US Supreme Court Agrees to Hear Case on Abortion Law
The US Supreme Court agreed Friday to hear a challenge to restrictive abortion law in Louisiana, taking up a flashpoint issue that will serve as a test for two new conservative judges appointed by President Donald Trump.
The nine justices will examine the merits of an abortion law adopted in 2014 in the conservative southern state.
The court issued an injunction in February blocking the law from taking effect, but without ruling on what it actually stipulates.
A decision in the case would come before the end of the Supreme Court’s term in June 2020, just months before the US presidential election.

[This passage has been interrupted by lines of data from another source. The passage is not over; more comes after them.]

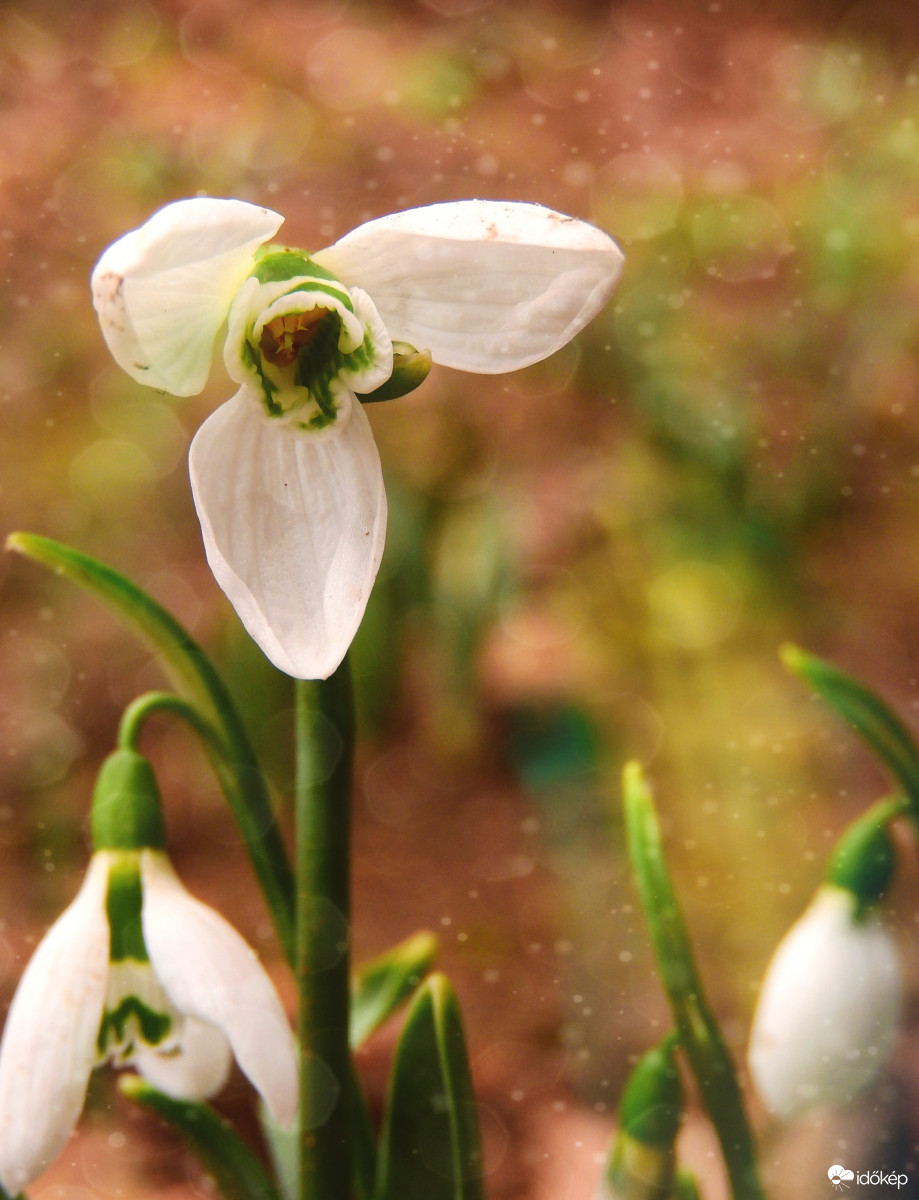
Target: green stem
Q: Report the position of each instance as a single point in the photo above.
(152, 702)
(193, 673)
(698, 1032)
(324, 715)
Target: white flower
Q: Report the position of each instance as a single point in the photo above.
(137, 972)
(829, 1009)
(286, 475)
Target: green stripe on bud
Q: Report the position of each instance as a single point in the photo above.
(863, 859)
(115, 1029)
(124, 907)
(126, 808)
(643, 1159)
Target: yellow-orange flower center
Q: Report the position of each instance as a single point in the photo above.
(283, 337)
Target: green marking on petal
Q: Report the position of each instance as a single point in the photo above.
(114, 1029)
(294, 265)
(124, 906)
(317, 365)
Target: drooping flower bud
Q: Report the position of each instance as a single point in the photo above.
(829, 1008)
(642, 1163)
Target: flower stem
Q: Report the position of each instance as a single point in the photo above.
(698, 1032)
(324, 759)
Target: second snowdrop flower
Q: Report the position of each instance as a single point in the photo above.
(286, 475)
(136, 972)
(829, 1009)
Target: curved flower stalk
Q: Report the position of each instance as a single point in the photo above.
(134, 972)
(829, 1009)
(286, 475)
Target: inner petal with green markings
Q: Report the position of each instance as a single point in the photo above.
(137, 1011)
(304, 342)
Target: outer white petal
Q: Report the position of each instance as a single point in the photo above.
(293, 527)
(209, 972)
(485, 286)
(163, 291)
(829, 1009)
(196, 1068)
(49, 1041)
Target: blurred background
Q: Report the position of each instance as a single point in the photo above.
(589, 561)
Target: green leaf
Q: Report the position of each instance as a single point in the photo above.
(431, 1147)
(866, 713)
(386, 982)
(194, 676)
(698, 1031)
(235, 1169)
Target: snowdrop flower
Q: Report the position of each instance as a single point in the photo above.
(134, 972)
(286, 475)
(829, 1009)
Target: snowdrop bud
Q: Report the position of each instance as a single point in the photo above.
(126, 808)
(863, 861)
(643, 1161)
(829, 1008)
(410, 367)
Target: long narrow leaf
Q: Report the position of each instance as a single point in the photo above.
(698, 1032)
(431, 1147)
(866, 713)
(197, 679)
(235, 1169)
(385, 983)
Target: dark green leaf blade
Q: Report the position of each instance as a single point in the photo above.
(235, 1169)
(194, 676)
(865, 712)
(431, 1147)
(382, 985)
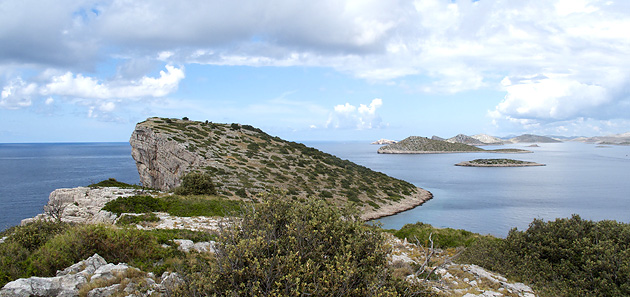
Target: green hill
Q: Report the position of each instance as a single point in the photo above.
(245, 161)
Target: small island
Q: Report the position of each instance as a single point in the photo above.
(498, 163)
(423, 145)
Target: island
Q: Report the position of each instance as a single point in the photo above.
(498, 163)
(423, 145)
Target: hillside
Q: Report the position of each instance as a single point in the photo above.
(465, 139)
(246, 161)
(419, 145)
(423, 145)
(529, 138)
(487, 139)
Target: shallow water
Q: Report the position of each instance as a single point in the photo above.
(579, 179)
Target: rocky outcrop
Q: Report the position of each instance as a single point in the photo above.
(161, 160)
(383, 141)
(245, 161)
(423, 145)
(454, 279)
(530, 138)
(82, 204)
(487, 139)
(95, 277)
(465, 139)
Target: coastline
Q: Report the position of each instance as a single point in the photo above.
(416, 199)
(468, 164)
(450, 152)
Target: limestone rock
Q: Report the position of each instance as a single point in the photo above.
(161, 162)
(108, 279)
(186, 245)
(83, 204)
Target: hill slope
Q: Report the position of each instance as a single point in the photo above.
(529, 138)
(419, 145)
(246, 161)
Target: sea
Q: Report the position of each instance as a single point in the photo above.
(588, 180)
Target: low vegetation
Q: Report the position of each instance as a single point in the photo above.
(244, 161)
(565, 257)
(441, 237)
(287, 248)
(41, 248)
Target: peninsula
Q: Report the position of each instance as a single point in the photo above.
(423, 145)
(245, 161)
(498, 163)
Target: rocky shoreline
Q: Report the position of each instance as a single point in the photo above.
(417, 199)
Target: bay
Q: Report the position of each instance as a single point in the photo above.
(583, 179)
(578, 178)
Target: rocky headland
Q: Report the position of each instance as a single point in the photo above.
(383, 141)
(245, 161)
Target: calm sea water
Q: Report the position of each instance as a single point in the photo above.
(583, 179)
(29, 172)
(579, 179)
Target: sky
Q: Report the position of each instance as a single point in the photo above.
(88, 71)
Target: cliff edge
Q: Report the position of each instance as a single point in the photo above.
(245, 161)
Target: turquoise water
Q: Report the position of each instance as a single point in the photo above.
(583, 179)
(579, 179)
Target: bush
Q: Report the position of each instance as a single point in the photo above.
(442, 237)
(565, 257)
(284, 248)
(196, 183)
(135, 247)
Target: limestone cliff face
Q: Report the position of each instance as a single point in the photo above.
(245, 161)
(161, 161)
(83, 204)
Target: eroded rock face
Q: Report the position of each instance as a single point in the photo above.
(106, 278)
(161, 161)
(83, 204)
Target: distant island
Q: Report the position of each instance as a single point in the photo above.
(383, 141)
(498, 163)
(423, 145)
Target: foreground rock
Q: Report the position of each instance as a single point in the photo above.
(452, 279)
(82, 204)
(94, 277)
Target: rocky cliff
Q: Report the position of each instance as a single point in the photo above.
(246, 161)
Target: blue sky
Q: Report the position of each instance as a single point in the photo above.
(320, 70)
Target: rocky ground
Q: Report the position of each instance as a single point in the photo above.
(95, 278)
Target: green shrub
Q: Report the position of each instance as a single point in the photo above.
(442, 237)
(196, 183)
(127, 219)
(565, 257)
(135, 247)
(284, 248)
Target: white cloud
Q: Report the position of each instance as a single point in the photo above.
(17, 94)
(347, 116)
(454, 46)
(81, 86)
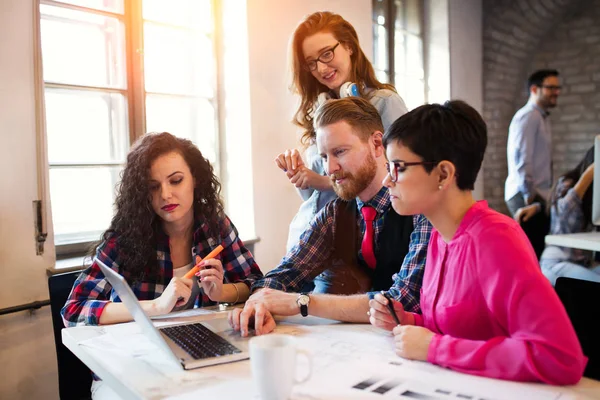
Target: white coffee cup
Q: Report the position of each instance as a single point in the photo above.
(273, 359)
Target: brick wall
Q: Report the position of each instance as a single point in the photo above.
(520, 36)
(574, 49)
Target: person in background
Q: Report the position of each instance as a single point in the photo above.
(325, 54)
(358, 235)
(529, 155)
(570, 212)
(486, 309)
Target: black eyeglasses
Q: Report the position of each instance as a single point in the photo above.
(325, 57)
(552, 87)
(400, 166)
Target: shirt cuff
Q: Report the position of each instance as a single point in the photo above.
(433, 348)
(267, 283)
(418, 319)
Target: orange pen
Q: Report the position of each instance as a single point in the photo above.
(210, 255)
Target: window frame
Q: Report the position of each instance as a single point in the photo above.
(390, 14)
(135, 93)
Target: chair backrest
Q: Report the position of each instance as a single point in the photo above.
(74, 378)
(581, 300)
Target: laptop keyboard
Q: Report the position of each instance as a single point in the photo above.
(199, 341)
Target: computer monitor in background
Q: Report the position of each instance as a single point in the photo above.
(596, 194)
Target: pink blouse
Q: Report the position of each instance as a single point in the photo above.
(493, 312)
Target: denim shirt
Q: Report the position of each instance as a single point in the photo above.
(390, 107)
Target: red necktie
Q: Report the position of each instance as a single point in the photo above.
(366, 247)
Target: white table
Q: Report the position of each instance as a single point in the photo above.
(584, 240)
(343, 355)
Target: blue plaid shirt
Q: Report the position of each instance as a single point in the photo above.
(92, 292)
(316, 244)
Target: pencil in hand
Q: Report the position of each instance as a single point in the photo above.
(210, 255)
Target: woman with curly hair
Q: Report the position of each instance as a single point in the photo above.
(325, 54)
(168, 213)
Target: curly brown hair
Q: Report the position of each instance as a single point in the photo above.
(305, 84)
(135, 225)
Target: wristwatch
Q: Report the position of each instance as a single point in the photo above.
(303, 301)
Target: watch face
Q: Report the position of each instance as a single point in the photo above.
(303, 300)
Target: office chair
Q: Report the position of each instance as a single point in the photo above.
(74, 378)
(579, 298)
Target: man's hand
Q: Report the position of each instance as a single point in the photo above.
(252, 315)
(289, 161)
(305, 178)
(276, 302)
(380, 315)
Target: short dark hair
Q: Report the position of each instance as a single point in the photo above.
(355, 111)
(453, 132)
(537, 78)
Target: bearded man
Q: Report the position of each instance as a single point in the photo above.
(356, 245)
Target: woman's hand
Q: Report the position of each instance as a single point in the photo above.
(176, 294)
(523, 214)
(380, 315)
(412, 342)
(289, 162)
(306, 178)
(210, 278)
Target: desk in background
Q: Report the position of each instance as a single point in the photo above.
(584, 241)
(343, 355)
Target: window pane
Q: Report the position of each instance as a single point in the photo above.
(192, 13)
(381, 47)
(380, 10)
(382, 76)
(413, 16)
(412, 91)
(399, 8)
(82, 48)
(106, 5)
(414, 57)
(178, 61)
(86, 126)
(189, 118)
(399, 53)
(82, 202)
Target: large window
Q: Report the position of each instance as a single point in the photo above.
(398, 47)
(113, 70)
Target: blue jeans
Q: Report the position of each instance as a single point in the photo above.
(568, 269)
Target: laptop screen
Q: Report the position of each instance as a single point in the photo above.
(581, 300)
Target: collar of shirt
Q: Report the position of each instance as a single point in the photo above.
(380, 202)
(540, 109)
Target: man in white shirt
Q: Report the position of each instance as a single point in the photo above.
(529, 154)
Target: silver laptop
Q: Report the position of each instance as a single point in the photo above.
(191, 344)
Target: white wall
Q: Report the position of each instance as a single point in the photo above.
(454, 53)
(26, 342)
(270, 24)
(466, 59)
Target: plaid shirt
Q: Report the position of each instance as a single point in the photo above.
(91, 292)
(316, 244)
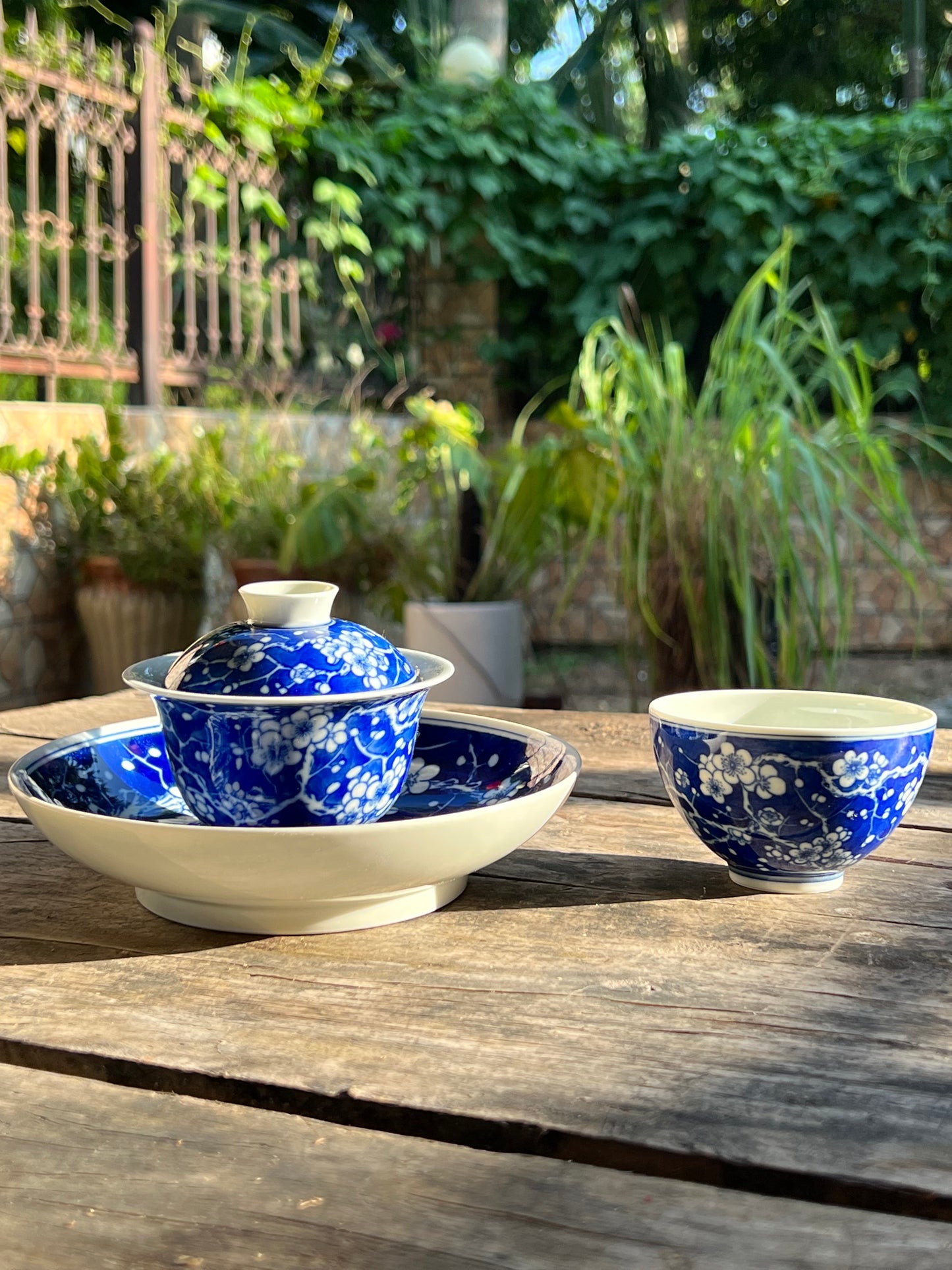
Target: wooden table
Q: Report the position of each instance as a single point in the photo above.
(603, 1054)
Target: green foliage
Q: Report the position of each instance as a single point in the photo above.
(250, 487)
(505, 185)
(741, 504)
(391, 522)
(152, 512)
(815, 55)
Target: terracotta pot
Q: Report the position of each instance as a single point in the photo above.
(125, 624)
(104, 572)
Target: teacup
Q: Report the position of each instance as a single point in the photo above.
(291, 718)
(791, 788)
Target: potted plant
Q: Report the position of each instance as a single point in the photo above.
(739, 505)
(391, 527)
(532, 500)
(134, 533)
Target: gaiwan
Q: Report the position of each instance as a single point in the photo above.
(291, 716)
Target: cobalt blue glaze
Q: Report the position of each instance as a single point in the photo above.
(794, 809)
(455, 767)
(283, 661)
(290, 765)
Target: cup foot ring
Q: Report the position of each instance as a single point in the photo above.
(320, 917)
(787, 887)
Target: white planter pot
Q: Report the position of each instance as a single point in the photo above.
(126, 626)
(483, 641)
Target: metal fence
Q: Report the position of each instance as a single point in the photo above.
(108, 268)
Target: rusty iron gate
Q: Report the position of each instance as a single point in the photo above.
(97, 278)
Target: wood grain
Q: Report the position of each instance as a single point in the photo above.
(98, 1176)
(605, 993)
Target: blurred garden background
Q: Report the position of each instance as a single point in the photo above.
(634, 318)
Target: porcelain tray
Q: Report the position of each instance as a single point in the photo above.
(478, 789)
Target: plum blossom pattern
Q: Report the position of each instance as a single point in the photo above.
(256, 661)
(466, 766)
(852, 768)
(312, 765)
(729, 767)
(796, 809)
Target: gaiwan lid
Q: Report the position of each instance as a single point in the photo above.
(290, 647)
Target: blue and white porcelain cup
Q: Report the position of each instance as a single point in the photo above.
(291, 718)
(791, 788)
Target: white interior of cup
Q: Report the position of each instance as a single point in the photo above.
(793, 713)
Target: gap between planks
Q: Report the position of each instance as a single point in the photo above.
(508, 1137)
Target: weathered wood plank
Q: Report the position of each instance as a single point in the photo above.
(101, 1176)
(61, 718)
(607, 985)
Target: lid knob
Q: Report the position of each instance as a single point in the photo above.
(289, 604)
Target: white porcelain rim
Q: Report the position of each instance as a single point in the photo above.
(667, 710)
(442, 670)
(322, 831)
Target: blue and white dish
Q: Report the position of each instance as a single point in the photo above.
(316, 656)
(478, 789)
(246, 748)
(791, 788)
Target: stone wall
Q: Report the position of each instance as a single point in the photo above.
(450, 323)
(41, 654)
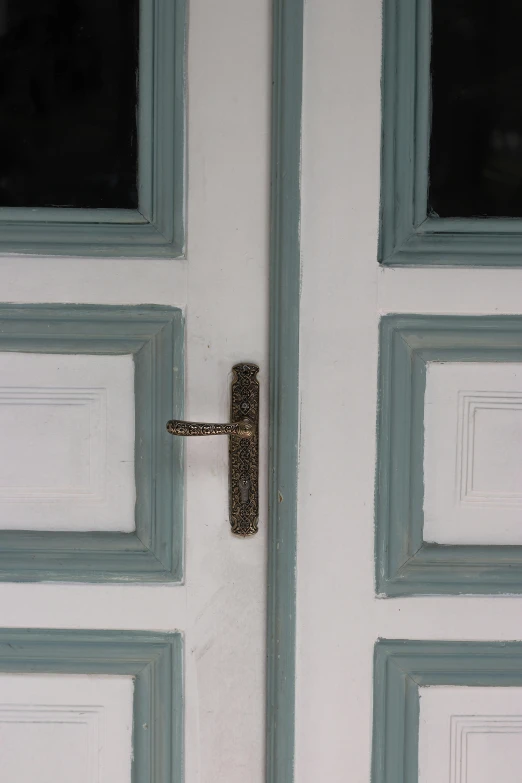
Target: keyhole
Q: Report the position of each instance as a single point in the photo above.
(244, 489)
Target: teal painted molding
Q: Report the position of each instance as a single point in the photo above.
(402, 667)
(154, 660)
(284, 380)
(154, 336)
(408, 234)
(405, 563)
(156, 228)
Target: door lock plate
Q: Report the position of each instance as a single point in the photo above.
(244, 452)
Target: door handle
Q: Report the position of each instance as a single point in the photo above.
(241, 429)
(243, 448)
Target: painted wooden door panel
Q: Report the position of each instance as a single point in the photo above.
(65, 727)
(116, 555)
(409, 568)
(469, 734)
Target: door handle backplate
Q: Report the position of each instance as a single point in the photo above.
(243, 449)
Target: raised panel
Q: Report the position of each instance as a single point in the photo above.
(58, 728)
(92, 482)
(67, 449)
(472, 455)
(448, 457)
(470, 735)
(112, 697)
(447, 712)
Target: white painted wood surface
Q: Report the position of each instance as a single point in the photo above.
(59, 728)
(470, 735)
(343, 294)
(222, 287)
(67, 447)
(473, 454)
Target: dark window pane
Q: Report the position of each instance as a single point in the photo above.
(68, 98)
(476, 138)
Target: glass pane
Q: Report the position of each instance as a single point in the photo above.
(68, 97)
(476, 138)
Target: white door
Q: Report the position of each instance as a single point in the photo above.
(411, 536)
(157, 669)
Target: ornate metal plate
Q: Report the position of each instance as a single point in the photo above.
(244, 452)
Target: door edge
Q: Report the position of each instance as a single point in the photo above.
(287, 80)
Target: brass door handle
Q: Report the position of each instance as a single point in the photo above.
(243, 447)
(240, 429)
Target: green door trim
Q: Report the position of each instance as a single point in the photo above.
(409, 234)
(406, 564)
(402, 667)
(153, 660)
(156, 229)
(154, 336)
(284, 379)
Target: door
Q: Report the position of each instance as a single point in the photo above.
(134, 276)
(410, 469)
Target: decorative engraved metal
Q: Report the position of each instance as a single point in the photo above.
(243, 429)
(243, 447)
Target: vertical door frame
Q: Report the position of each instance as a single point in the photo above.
(284, 378)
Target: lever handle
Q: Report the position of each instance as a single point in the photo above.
(243, 447)
(241, 429)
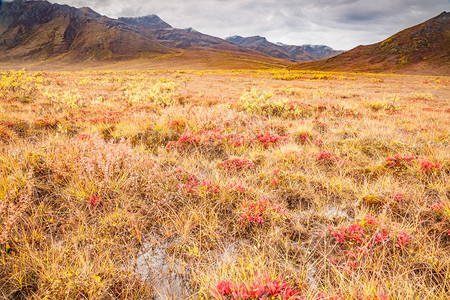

The law states that doctors at Louisiana abortion clinics must have to admit privileges at a hospital within 30 miles (50 kilometers) of where the procedure is being carried out.
Abortion rights advocates say this restriction is extreme and would force the closure of most of the state’s clinics, leaving it with just one doctor authorized to perform abortions.
Louisiana says the stipulation in the law is needed because of the risk of a complication arising during abortions and the need to be able to transfer a patient to a nearby hospital.
Around 10,000 abortions are performed each year in the state.
After years of legal wrangling, a federal appeals court upheld the law last year.
Critics of the bill filed an urgent lawsuit with the Supreme Court and just as the law was about to take effect in February, the high court voted 5-4 to block it — but did not rule on the law’s merits. I
n June 2016, the court struck down a Texas abortion law similar to the one it will now consider.
The Supreme Court’s deliberations will come right in the middle of the 2020 presidential campaign — and its eventual ruling will be the first meaty decision on the hot-button issue since Trump appointed Justices Neil Gorsuch and Brett Kavanaugh, shifting the court’s balance to the right.
In February, the pair voted to allow the Louisiana law to take effect.
But Chief Justice John Roberts, a conservative who voted in favor of the Texas law, sided with the four progressives on the bench in suspending the Louisiana measure.
On both sides of the abortion debate, people are watching to see what Roberts does now.